Antarctic science and operations go on tour

A concerted drive to get the message across to key beneficiaries in major Australian centres about recent developments to enhance the value of Australia’s Antarctic program has been rated a great success. In each State capital in April and May, about 200 people with a strong stake in Antarctic research attended briefings by senior Australian Antarctic Division representatives.

The AAD Chief Scientist, Prof Michael Stoddart, its General Manager of Operations, Kim Pitt, and the manager of the air transport project, Charlton Clark, provided the audience with an overview of the science program and details of the operational support provided to scientists, including dedicated marine science voyages and the future implementation of a comprehensive air transport system.

Each group consisted of scientists who regularly participate in the Antarctic program, university staff, younger scientists and interested members of the public. Around half of the audience in each city was new to the program, with many graduate students keen to find out how to become involved.

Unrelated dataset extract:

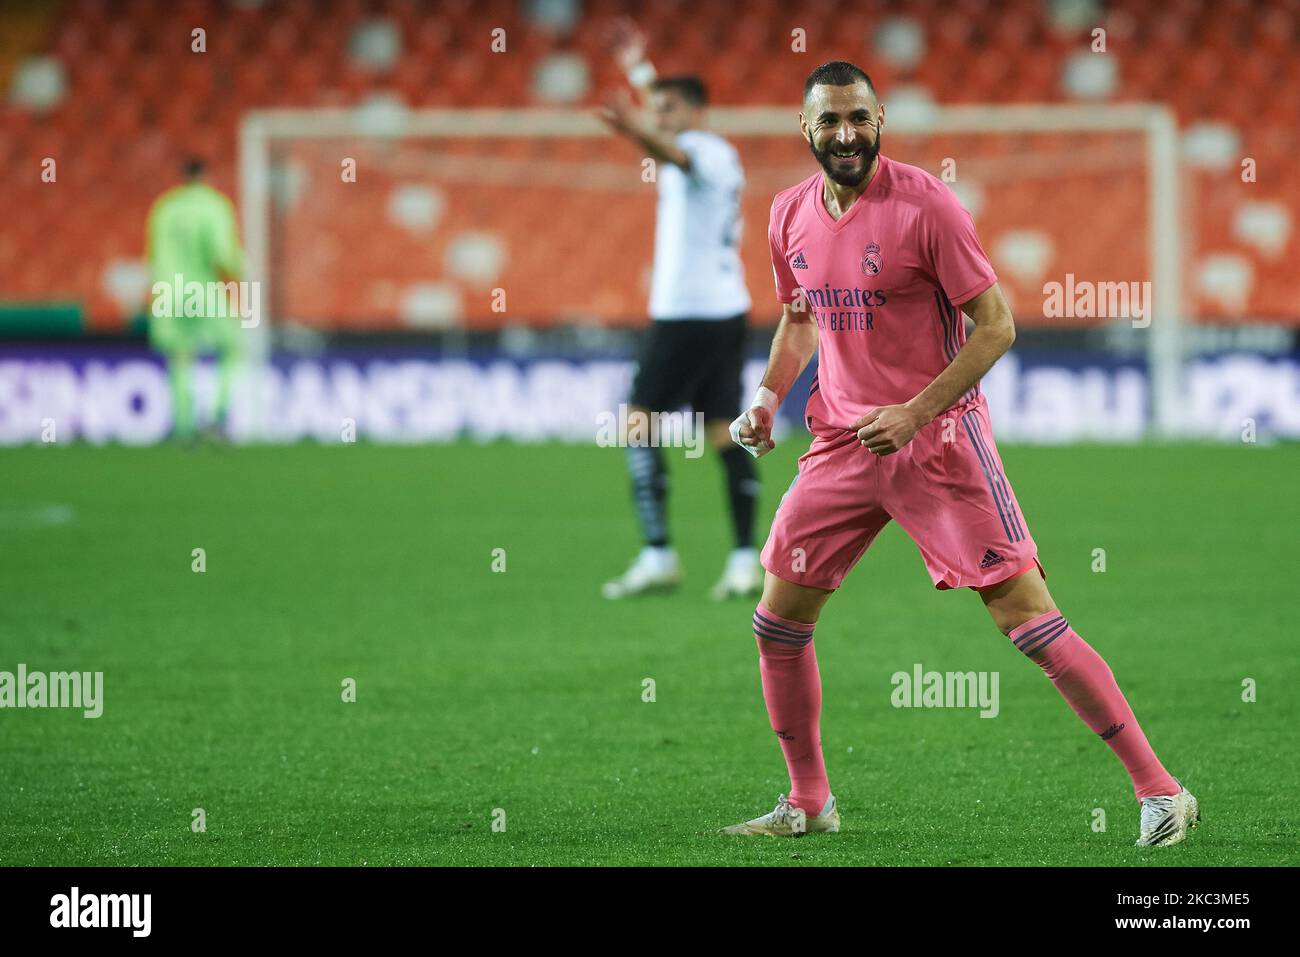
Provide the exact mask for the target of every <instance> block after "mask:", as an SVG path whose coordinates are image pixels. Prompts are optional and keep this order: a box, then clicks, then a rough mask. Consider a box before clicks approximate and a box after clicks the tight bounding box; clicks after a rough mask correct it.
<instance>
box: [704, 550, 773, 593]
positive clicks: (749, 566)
mask: <svg viewBox="0 0 1300 957" xmlns="http://www.w3.org/2000/svg"><path fill="white" fill-rule="evenodd" d="M762 593H763V566H762V564H759V563H758V551H755V550H754V549H733V550H732V553H731V554H729V555H728V557H727V566H725V567H724V568H723V576H722V577H720V579H718V584H716V585H714V586H712V589H711V590H710V592H708V594H710V596H711V597H712V599H714V601H716V602H722V601H727V599H728V598H754V597H758V596H761V594H762Z"/></svg>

Scientists at the meetings agreed that the proposed air transport system would greatly improve the prospects of both research success and their capacity to be involved. Several senior scientists said they had not participated in the Australian science program but had used New Zealand or U.S. air support to fly to the Antarctic. Scientists welcomed both the prospect of flying from Hobart to Casey and the intra-continental transport. The latter would be particularly valuable for atmospheric chemistry research.

Many questions raised at the meetings concerned logistics, such as how air transport changes affect getting equipment in and samples out. Marine scientists were reassured that the introduction of air transport would not have a negative impact on ship-based research but would provide some notable benefits.

The sessions enabled many scientists already in the program to meet each other for the first time, including some who discovered they had colleagues in their own department conducting Antarctic research. In response to audiences requests, the AAD is preparing email lists to help scientists make contact with others. Scientists were urged to contact the AAD with any thoughts, ideas or comments to help improve the air transport service.